中国がリーマンショック後約40兆円の財政出動すると宣言したときにその資金をどこから引っ張るのかについての報道がなかったので、以下は推測に過ぎません。
私が常々書いているように、自国通貨建ての国債の場合には、中央銀行が無制限紙幣発行(約40兆円分)をして、その紙幣で無制限に国債を引き受ける方式が可能です。
・・あるいはその応用かもしませんが、外資による中国国内への投資金をそのまま外貨準備にしないで、人民元に両替したりして国内で使う・・それでも不足する分は、外貨準備金を取り崩して人民元に両替する方式を取ったのではないかと推測されます。
これまでは人民元を国内にだぶつかせないためと人民元の為替相場が上がらないようにするためにトヨタ・日産などのドル外貨による投資があると、その資金(ドル)そのままで(人民元に両替する元が上がってしまう)アメリカの国債を買って人民元に両替しないままで来たのですが、この逆張りをやっていたと思えば良いでしょう。
リーマンショック後人民元の対ドル相場が少し上がったのは、外資による投下資金をそのままアメリカ国債購入資金にせずに国内で人民元に両替して国内で(中国政府債の引き受けに)使ったりそれでも不足する分はドル外貨準備の還流(ドルを売って人民元を買うのですから)の結果と見れば整合します。
17日の日経新聞朝刊11面では
「中国の為替制度がドルやユーロのバスケット方式なのに、ドルが下がっても対ドル相場だけ上がって来たのはアメリカに対して配慮してきた結果であり、ここに来てユーロに連動して下がっているのはアメリカに対する配慮がなくなっているからである」
と書いていますが、配慮の問題ではなく経済合理的な行動結果・ドル預金を減らしていることによるものではないでしょうか?
(ここに来てユーロと連動して下がっているのは、欧州経済依存度の大きい中国経済の実態・・対欧州貿易黒字の減少によるものでしょう)
中国が上記の通り外貨準備の取り崩し、あるいは外貨準備に回すべき資金を国内で人民元に両替して使うことによって、外貨の両替があった分だけ国内に人民元紙幣が多く出回ります。
この約40兆円分の紙幣増加が不動産バブルと食品インフレ発生の元凶になったでしょう。
何回も書いてきましたが、我が国のように生産過剰で飽食高齢化社会の国では、紙幣が2倍流通しても野菜や牛乳、アイスクリームを2倍食べたい人が少ないので消費が伸びないで預貯金が増えるだけですが、中国ではまだ飢餓線上の(大げさかも知れませんがこれに類する)国民が何億人といますので、紙幣が仮に2倍手に入れば消費材全部平均に資金が向かうのではなく、底辺層では生鮮食品に集中しますので消費が2倍どころか5〜10倍に伸びることになるのは当然です。

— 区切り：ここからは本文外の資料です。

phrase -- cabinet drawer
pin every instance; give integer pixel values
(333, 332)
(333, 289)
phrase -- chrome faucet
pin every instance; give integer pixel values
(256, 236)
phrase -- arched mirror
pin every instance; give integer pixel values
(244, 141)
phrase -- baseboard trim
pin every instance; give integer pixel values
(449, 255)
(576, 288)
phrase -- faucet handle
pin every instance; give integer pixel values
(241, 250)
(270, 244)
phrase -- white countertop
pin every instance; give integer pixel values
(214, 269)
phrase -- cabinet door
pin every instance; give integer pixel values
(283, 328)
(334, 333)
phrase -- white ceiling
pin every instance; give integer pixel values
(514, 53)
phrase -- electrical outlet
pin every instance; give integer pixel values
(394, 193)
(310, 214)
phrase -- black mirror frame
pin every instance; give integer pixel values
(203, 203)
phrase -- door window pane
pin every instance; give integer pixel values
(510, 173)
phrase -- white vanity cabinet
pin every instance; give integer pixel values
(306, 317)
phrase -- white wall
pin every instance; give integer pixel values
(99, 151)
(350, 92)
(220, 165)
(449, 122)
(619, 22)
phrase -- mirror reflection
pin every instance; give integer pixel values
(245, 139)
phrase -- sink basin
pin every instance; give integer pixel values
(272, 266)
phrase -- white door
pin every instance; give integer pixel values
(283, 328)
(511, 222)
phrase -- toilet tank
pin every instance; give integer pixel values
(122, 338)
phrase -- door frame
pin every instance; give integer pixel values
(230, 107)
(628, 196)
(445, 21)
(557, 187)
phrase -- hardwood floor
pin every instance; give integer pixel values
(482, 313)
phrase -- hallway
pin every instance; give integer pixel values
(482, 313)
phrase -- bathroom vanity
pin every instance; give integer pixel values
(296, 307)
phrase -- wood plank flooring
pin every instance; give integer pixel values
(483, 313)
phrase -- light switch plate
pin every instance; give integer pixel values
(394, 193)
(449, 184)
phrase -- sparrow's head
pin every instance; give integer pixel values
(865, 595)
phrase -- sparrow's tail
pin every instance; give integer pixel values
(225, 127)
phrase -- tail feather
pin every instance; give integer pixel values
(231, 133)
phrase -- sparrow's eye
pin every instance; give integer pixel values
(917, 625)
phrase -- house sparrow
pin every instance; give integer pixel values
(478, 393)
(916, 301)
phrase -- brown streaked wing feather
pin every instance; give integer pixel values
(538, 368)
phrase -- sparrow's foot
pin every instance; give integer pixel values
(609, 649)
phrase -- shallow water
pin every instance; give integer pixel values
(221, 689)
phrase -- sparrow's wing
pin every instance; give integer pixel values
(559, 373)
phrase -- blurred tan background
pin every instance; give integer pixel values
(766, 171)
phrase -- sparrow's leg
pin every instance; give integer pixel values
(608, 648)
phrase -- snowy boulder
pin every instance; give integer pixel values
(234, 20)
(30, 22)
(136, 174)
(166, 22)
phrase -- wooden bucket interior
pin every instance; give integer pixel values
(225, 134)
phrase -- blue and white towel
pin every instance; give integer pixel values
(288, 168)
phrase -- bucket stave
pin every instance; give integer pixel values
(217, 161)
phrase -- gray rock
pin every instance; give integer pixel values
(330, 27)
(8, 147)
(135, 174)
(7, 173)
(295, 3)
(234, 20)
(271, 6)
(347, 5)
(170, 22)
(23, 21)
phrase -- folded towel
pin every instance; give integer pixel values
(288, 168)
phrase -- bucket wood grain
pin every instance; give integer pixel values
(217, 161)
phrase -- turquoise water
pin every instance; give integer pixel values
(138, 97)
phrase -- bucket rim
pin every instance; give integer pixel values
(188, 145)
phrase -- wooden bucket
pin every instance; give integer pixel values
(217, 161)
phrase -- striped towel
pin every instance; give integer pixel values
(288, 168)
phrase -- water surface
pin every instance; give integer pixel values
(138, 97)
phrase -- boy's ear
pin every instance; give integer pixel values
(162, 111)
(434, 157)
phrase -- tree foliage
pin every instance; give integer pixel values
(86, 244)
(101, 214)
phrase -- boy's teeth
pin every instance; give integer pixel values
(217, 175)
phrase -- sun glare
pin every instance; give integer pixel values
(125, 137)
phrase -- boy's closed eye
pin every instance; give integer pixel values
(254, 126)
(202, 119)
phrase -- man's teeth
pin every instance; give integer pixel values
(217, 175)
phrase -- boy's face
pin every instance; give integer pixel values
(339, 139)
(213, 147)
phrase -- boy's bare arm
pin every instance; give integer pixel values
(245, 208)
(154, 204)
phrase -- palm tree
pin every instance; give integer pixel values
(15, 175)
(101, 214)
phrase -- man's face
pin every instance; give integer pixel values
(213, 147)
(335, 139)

一定の収入以上になっている・・例えば上海の中間層にとっては食料品への渇望は卒業していますが、今度はマイホーム入手が夢ですから、そこへ殺到します。
仮に5%の紙幣増刷供給増があったとすれば、生鮮食品と不動産にこれが集中したので食品関連では50〜100%前後のインフレとなり不動産関連ではバブルとなってしまったのです。
補助金の関係で白物家電製品等へのシフトもありましたが、これは元々リーマンショック→輸出減による生産縮小の下支え目的ですし、需要に応じていくらでも増産可能なので、インフレにはなりません。
すなわち現在社会では、工業製品は補助金を出しても(車であれパソコンであれ・・)生産過剰の下支えになるだけで物価上昇には全く寄与しませんが、(我が国でテレビの地デジ移行に伴う特需がありましたが、量が売れただけで値上がりはしませんでした)食品関係は(野菜であれ豚肉であれ・・牛乳であれ)需要急増に合わせて増産を始めても一定期間かかるのでその間急激なインフレになります。